El 1 de julio del 2012, los mexicanos acudieron a las urnas para elegir al Presidente de la República, 128 senadores, 500 diputados federales; 579 diputados locales; 873 alcaldes y 16 jefes de delegaciones. Adicionalmente, eligieron al jefe de gobierno del Distrito Federal y los gobernadores en seis estados: Chiapas, Guanajuato, Jalisco, Morelos, Tabasco y Yucatán.

La Misión de la OEA de ese momento concluyó que el día de las elecciones “en términos generales, la jornada electoral transcurrió de manera satisfactoria, sin incidentes de orden público o violencia significativa que pudieran empañar el proceso”.

En el 2015, durante la tercera misión electoral de la OEA desplegada en México, se reportó que el contexto político-electoral de esas elecciones intermedias estuvieron marcadas  por eventos que amenazaban la capacidad de operar de la autoridad electoral en algunos distritos.

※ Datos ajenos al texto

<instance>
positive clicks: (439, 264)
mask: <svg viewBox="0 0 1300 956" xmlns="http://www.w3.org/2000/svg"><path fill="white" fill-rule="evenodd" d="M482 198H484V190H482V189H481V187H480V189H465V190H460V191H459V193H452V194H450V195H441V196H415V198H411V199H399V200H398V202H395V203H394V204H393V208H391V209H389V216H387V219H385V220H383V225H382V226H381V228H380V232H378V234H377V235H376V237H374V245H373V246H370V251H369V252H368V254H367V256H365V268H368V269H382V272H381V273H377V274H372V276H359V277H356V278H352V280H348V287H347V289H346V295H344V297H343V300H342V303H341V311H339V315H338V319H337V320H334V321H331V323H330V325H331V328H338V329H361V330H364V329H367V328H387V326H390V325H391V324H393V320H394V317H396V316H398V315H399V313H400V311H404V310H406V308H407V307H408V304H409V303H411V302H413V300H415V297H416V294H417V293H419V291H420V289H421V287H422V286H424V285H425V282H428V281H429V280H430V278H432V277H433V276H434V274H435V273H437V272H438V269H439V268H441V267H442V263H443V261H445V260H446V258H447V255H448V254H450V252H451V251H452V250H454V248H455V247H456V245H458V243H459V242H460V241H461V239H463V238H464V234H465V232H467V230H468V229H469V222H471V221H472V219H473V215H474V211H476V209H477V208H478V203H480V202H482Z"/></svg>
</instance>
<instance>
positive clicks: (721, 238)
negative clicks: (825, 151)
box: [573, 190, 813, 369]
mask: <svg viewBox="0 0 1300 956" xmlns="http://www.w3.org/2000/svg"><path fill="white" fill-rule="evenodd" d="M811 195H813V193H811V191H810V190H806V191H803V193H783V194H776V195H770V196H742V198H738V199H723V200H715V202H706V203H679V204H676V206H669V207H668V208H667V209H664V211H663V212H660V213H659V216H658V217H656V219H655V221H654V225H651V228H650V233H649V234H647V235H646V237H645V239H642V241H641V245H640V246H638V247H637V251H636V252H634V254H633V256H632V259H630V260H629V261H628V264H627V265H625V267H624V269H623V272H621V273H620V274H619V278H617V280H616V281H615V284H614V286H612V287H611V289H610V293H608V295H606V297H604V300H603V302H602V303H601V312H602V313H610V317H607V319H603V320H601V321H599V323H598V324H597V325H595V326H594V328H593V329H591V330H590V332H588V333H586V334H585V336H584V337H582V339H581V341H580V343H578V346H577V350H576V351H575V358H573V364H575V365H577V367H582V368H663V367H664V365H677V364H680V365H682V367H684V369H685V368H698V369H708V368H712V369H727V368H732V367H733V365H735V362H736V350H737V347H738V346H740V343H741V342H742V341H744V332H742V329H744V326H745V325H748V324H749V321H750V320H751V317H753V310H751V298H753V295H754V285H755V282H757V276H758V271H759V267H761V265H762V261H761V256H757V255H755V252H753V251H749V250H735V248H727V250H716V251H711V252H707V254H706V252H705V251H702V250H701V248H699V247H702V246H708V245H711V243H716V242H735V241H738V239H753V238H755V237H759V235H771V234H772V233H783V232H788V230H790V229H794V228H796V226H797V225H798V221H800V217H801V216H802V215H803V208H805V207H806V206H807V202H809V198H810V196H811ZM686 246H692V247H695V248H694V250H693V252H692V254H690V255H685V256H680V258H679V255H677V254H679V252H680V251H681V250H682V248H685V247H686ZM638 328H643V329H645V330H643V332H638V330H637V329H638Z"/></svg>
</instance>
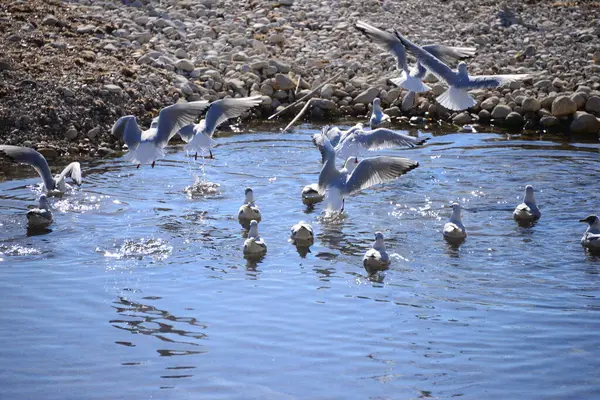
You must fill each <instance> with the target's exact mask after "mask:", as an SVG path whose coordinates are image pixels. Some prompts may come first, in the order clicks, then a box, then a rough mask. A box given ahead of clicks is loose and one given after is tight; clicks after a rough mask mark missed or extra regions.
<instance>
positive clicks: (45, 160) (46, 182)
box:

Específicamente, se puntualizó en el informe final, en los días previos a la elección, se registró la toma de las 11 Juntas Distritales del Instituto Nacional Electoral (INE) en Oaxaca por parte de miembros de la Coordinadora Nacional de Trabajadores de la Educación (CNTE), la quema de material electoral en Guerrero, Michoacán y Oaxaca, ataques violentos contra sedes del órgano electoral en Puebla y Chiapas, entre otros incidentes

Pese al clima de crispación que precedió a la jornada electoral, la Misión de la OEA constató que, casi en su totalidad, estos desafíos fueron superados. “No obstante, la Misión lamenta los hechos de violencia que ocasionaron la muerte de algunos candidatos, precandidatos y militantes políticos en el transcurso de la campaña electoral, y espera que las autoridades respectivas realicen todo a su alcance para que estos incidentes se esclarezcan”, se lee en el documento.

En un lapso de cinco meses, y ya con el proceso electoral en marcha (del 8 de septiembre del 2017 al 6 de febrero del 2018), se registraron en el país 83 agresiones en contra de actores políticos en 25 estados y 76 municipios, de acuerdo con una investigación de la consultora Etellekt.

De esta cifra, da cuenta la firma en el informe “Violencia política en México 2018”; 54, es decir 65% del total, terminaron en asesinatos de siete alcaldes; nueve ex alcaldes; un presidente municipal electo; 15 precandidatos, 12 regidores, ocho dirigentes partidistas y militantes, un diputado local y un ex regidor.